Second, we acknowledge that "[a] driver should be given more time in the early morning hours when contacting an attorney may be more difficult." Kuhn, 488 N.W.2d at 842. But this factor is less relevant if a driver leaves a message for only one attorney because attorneys are unlikely to receive and return telephone calls in the early morning hours. See Palme, 541 N.W.2d at 345 ("A driver cannot be permitted to wait indefinitely for a call that may never come.").
Third, Krech was given a reasonable amount of time in which to contact an attorney. This court has held that it was reasonable for an officer to terminate a driver's attorney time after 29 minutes because the driver actually reached one attorney, was told that another attorney would call him back, and did not attempt to contact other attorneys. Id. Similarly, in this case, Krech was given 25 minutes to reach an attorney and declined to call other attorneys even though he had no particular reason to believe that the first attorney would return his message at 3:00 a.m. Krech contends that his preferred attorney would have heard a busy signal if Krech had used the telephone to call other attorneys.
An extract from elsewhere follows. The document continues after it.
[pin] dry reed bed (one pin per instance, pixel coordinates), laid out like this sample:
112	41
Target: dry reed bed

But the district court found that the record is unclear as to whether Krech included a call-back number in his voicemail message, and Krech has not shown that the district court clearly erred in that finding. In any event, Krech was aware that he had a limited time in which to reach an attorney and chose to wait for one attorney to return his message rather than to increase his chances of obtaining legal advice by calling multiple attorneys.
Based on the undisputed facts, we conclude that Krech was given a reasonable opportunity to consult with an attorney. Thus, the district court did not err by concluding that Krech's limited right to counsel was vindicated."
Moral of the Story: You have a limited right to talk to a lawyer prior to testing - But not necessarily the one you want the most.